Chronology Protection Conjecture

There are those who believe that because of paradoxes time travel is impossible. Dr. Stephen Hawking of Cambridge found himself amongst those people. In fact, he formulated what he called the Chronology Protection Conjecture. It simply states that the universe will protect itself from time paradox by not allowing time machines to be made. The way the universe would accomplish this is through a variety of means. For instance, the universe might stop Kip Thorne and his wife from making a time machine out of a wormhole by destroying the wormhole with electro-magnetic vacuum fluctuations that feed back on themselves through the wormhole. Makers of cosmic string time machines would be cut-off from their time machines before they could use them by singularities or horizons. It seems to me that this conjecture is rather contrived. In the known physical cases of Closed Timelike Curves there are problems with horizons and singularities, but that does not necessarily mean that no time machine can ever be invented. It should be noted that Stephen Hawking has since changed his mind and decided that Kip Thorne's wormhole time machine might be possible if parallel universes exist.

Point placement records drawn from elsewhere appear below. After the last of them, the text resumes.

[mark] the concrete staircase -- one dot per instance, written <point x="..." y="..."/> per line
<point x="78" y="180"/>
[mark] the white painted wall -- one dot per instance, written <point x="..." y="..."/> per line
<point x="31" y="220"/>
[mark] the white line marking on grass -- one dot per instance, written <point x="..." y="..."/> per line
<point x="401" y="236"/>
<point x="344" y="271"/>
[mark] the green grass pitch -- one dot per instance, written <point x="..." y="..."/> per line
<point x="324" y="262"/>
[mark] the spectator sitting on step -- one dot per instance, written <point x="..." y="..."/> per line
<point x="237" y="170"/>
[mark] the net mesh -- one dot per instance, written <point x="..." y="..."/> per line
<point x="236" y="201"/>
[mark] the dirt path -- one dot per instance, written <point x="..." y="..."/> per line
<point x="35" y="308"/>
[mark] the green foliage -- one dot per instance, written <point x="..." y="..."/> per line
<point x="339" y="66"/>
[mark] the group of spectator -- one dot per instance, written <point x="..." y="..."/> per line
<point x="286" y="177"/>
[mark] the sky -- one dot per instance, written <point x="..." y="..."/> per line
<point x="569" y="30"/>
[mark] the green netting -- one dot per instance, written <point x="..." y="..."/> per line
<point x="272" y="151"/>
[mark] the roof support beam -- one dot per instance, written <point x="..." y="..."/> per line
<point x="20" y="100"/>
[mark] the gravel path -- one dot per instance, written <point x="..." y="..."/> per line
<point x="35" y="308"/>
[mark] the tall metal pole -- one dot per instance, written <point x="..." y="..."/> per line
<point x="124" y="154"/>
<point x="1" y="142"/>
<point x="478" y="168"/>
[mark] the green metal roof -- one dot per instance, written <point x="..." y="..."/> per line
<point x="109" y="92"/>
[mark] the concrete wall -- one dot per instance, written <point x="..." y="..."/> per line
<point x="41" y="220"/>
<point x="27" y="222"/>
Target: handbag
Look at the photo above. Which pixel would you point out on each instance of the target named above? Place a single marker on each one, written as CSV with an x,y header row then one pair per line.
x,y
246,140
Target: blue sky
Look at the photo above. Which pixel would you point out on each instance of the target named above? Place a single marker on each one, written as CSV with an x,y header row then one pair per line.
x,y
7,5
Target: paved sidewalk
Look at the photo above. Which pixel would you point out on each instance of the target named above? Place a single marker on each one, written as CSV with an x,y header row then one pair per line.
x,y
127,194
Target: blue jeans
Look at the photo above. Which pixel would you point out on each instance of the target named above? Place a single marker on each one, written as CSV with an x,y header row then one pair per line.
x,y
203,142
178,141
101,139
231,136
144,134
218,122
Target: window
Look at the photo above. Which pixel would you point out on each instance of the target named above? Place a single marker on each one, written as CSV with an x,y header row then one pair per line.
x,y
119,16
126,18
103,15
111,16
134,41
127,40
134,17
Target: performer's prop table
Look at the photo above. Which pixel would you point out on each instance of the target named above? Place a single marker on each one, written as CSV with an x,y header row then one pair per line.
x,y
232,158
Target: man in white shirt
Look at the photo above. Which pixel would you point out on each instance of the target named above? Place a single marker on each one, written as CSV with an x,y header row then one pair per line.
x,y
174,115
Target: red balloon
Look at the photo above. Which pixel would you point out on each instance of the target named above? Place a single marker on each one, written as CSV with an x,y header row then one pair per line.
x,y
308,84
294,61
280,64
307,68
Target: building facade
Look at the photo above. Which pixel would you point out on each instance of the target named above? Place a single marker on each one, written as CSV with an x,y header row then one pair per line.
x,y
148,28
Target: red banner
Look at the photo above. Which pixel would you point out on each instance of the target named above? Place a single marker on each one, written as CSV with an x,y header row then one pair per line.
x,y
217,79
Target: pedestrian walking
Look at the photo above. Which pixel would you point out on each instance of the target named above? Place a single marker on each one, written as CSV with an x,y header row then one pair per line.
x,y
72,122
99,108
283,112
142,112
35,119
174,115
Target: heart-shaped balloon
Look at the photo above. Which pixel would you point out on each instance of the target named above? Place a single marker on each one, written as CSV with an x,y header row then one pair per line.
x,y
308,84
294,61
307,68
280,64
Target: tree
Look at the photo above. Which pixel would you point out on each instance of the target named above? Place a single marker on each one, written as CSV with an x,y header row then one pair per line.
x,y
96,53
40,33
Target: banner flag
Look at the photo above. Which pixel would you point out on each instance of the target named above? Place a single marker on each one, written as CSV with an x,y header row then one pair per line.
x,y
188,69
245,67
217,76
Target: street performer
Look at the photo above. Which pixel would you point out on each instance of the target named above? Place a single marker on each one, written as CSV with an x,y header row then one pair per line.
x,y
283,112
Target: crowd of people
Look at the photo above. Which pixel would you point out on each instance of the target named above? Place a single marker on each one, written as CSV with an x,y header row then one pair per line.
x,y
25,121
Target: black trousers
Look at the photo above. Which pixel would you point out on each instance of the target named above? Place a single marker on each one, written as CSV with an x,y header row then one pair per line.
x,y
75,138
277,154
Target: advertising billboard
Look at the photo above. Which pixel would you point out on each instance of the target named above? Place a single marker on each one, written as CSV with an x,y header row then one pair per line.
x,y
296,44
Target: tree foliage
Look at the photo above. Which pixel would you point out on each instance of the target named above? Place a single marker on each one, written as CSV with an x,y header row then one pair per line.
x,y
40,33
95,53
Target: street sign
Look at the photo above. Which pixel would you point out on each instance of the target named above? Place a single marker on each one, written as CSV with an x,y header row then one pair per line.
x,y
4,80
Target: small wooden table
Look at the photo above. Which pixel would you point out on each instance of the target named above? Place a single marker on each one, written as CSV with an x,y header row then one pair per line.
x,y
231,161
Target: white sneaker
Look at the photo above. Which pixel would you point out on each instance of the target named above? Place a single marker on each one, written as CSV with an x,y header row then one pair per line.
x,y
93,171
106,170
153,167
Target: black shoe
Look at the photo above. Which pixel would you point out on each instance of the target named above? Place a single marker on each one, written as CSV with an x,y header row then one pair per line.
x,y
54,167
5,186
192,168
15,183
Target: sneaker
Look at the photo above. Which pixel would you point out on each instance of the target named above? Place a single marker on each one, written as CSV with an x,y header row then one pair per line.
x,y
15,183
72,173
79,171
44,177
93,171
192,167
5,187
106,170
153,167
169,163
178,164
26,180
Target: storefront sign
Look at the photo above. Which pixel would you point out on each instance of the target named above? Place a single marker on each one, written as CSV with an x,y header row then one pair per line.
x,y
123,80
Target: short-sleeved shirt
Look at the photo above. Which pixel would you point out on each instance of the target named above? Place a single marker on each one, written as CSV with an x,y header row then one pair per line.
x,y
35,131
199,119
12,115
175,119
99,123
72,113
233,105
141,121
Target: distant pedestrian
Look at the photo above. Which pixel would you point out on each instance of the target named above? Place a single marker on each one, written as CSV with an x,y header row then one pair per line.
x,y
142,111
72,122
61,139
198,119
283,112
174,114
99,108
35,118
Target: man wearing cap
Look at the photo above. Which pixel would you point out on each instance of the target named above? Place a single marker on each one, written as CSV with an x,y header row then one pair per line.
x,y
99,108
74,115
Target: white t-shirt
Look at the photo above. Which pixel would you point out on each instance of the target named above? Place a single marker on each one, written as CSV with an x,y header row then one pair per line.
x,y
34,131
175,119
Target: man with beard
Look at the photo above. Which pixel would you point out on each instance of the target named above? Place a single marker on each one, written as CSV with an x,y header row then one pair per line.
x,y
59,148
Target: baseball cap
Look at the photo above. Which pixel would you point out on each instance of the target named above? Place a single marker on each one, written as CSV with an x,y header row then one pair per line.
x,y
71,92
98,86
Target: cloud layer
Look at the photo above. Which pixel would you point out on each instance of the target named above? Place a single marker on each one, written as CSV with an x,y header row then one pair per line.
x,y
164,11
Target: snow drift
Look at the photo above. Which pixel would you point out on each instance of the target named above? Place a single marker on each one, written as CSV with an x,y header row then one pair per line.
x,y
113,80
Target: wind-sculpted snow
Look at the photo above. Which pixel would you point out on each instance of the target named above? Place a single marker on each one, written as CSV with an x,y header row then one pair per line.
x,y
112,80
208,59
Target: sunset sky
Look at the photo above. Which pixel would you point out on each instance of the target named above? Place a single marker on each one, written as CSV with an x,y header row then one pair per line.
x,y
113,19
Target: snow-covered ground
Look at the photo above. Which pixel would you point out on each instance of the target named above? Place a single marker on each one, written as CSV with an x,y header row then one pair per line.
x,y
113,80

There is another possibility when it comes to the universe protecting itself from paradox and it is nothing less than predestination. Consider the story of a woman who grew up in a time of war. As a young girl she was trained as a soldier and fought in many battles. In one particular battle she was injured by a gunshot to the shoulder. This forever caused her to have bad aim. One day in the future she joins a militant group that believes that the ideals of the past were wrong and they must return to the past to try and change the outcome of an important battle. The battle does not seem to go well for the future soldiers fighting the past soldiers. No matter what they do they cannot gain an advantage, and they retreat. As the woman is retreating she sees a young girl taking aim at the leader of her group. She fires at the girl hoping to hit her square in the head, but she misses. She strikes the young girl in the shoulder instead. It is then that she realizes that the young girl was her. Had she fired true she would have killed herself and created a paradox, but she could not fire true for she had bad aim due to the injury that she received from herself. In this scenario there is no paradox, but there is a disturbing ring of predestiny. The future caused the past. In fact the past required that the future already exist in order to avoid paradox.

Kip Thorne and his student, Michael Morris wished to study how paradoxes might be averted by a thought experiment whereby one has a short wormhole that is a time machine. Its two mouths are maybe only 1 foot apart in space and have a time difference of only seconds. The experiment strives to find scenarios for a billiard ball entering one mouth and travel backward in time to exit the other mouth and smack itself before entering the first mouth. There were only a handful of solutions that did not create a paradox. All of them involved the ball hitting itself in such a way as to have caused the collision in the past. My favorite of these solutions is one where the ball travels straight between the two mouths. Just before passing them by it is suddenly struck from the side by a billiard ball emerging from the left mouth. This alters its trajectory so that it now enters the right mouth and travels back just in time to emerge from the left mouth and smack into itself thereby causing the earlier version to enter the other mouth. This scenario has neither paradox nor causality violation. In fact, the effect was its own cause. The future had to have existed already for the past to take the form that it did. There is another line from a Star Trek: The Next Generation episode (Time's Arrow) that involves such a scenario, where the Android, Data, remarks about the finding of his head in an abandoned mine where it has apparently been for 400 years. It seems that at some future point he will travel to the past where he will die. Of this he says
``It has happened, it will happen.''

Finally, there is a scenario where an infinite loop of time, a mobius if you will, is created. Let us return to the scenario of my traveling to the past to try and avert the Kennedy assassination. We left me at the point where I was going to travel to the past to try and change history for the better. Another version of me has already done this once. He went back and stopped Kennedy from being assassinated. But what if that action did not have the consequences that I had hoped it would originally. What if by living President Kennedy becomes the cause of a nuclear war that devastates the Earth. Let us suppose that a version of me will be born in this dismal world lying in ruins. Let us also suppose that, like my alternate self, I come across a time machine and try to go back in time to change history. This time, what will I change? Because I know that Kennedy was the cause of the war that destroyed the human civilization I might now be inclined to go back in time and kill him before he has the chance. When would I do this, why November 22nd, 1963 of course, after all it seems that the time machine I have come across naturally has its other mouth in that time. I would become one of the conspirators that another version of myself will stop from committing this crime. In this way there are two histories which are co-existing and interacting with each other. The histories tie up in a loop that has no beginning or end, breaking the loop would be impossible because that would result in the paradox that we discussed before. The only other way to stop the loop would be to stop both versions of myself from time traveling, thereby never creating the loop.